Friday, July 17, 2015

Caitlyn Jenner: Kim Kardashian with substance (and a face that moves)

There's something about Caitlyn. Ms. Jenner's can't-look-away glamour dramatically caps a compelling story arc. But wouldn't the narrative be so much more powerful if, after the Vanity Fair cover, she'd emerged as a more down-to-earth woman?

Yes, she looks fantastic, but the costume changes, the perfect-angle shots, the reported diva demands, Angelina Jolie's glamour squad -- what does this say about transgenderism? About womanhood? The implication is that both are all about appearances? Isn't that just promoting another stereotype?

It started to dawn on me during the biography portion of Caitlyn's Arthur Ashe Courage Award presentation at the ESPYs. The segment was edited so that we kept catching brief sideways glances of Caitlyn talking about her transformation. I understood the ploy: Keep everyone watching until the full-on money shot. Wasn't that why we were all watching -- to see how great Caitlyn looked...again?

In her introductory comments, Caitlyn emphasized the difficulties of being a woman. But they all revolved around the physical aspect, not the less tangible negatives like the lack of opportunities, the lack of support, the lack of equal pay.

Of course, Caitlyn, like her ex Kris and daughters and stepdaughters, doesn't have to worry about such pesky issues as equal pay. For the foreseeable future, she'll be raking in millions just for getting out of bed. And there'll be a glamour squad on hand making sure she looks perfect for the reality cameras. Did she wake up like this? Never.

In concerns me that in the mainstreaming of transgenderism, it seems to be all about beauty and glamour. Caitlyn and our reaction to her seem to be reinforcing that with every public appearance. Does she -- does anyone -- need to change outfits half a dozen times in one New York City day? Blake Lively pulled that one first, so it's not like Caitlyn was even being original.

Laverne Cox, the Orange Is the New Black actress and the second most-famous transgender woman of the moment, is currently celebrated for being beautiful...and brave, but mostly beautiful. Would we care as much about her if she looked like an average soccer mom?

After Caitlyn's Vanity Fair cover, I had a debate with a Facebook friend who was concerned about the gushing commentary revolving around how "amazing" she looked. Would we have been as accepting of her, he wondered, if she hadn't looked so good?

While I understood where he was coming from, I had to consider Caitlyn's debut medium. We were reacting to a celebrity magazine cover.
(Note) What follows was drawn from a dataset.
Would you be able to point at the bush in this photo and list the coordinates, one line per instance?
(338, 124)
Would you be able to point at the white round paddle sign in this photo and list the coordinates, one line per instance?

Traditionally, they're all about shallow aesthetics. What else should we have been reacting to if not how she looks? Isn't that pretty par for course with two-dimensional photographs?

In the weeks since then, though, we've had time to focus on other things. Caitlyn has had time to give us more to focus on. Yet it continues to be mostly about how amazing she looks. This is such a loaded non-development.

All transgender women no more look like Laverne Cox or Janet Mock or Candis Cayne or Caitlyn than all non-trans women look like Kim Kardashian. The big difference is that Kim is pure celebrity. Unlike the others, she isn't regarded as any kind of heroine.

Where is the applause for, say, Chas Bono? He came out as transgender years before Caitlyn made it safer to do so. But where were all the plaudits and glowing testimonials about the bravery of Sonny and Cher's son? If he had come out looking like Josh Duhamel, would things have been different?

I'm not blaming this all on Caitlyn. She wouldn't be the center of attention if we didn't put her there, for whatever reason. So in a sense, we're financing the ego trip.

It's not like I was expecting that much more from her. After all, Bruce was not exactly a promoter of social progress, a tireless crusader. But I was hoping for a pleasant surprise. I wanted Caitlyn to be much more than the second coming of her stepdaughter.

Maybe once the post-initial furor dies down, after mama gets paid, she will grow into the role model she seems to want to be. But as long as her life continues to be a red carpet, complete with glamor squads and perfectly timed public appearances, she'll keep missing the mark in those impossible-to-walk-in heels.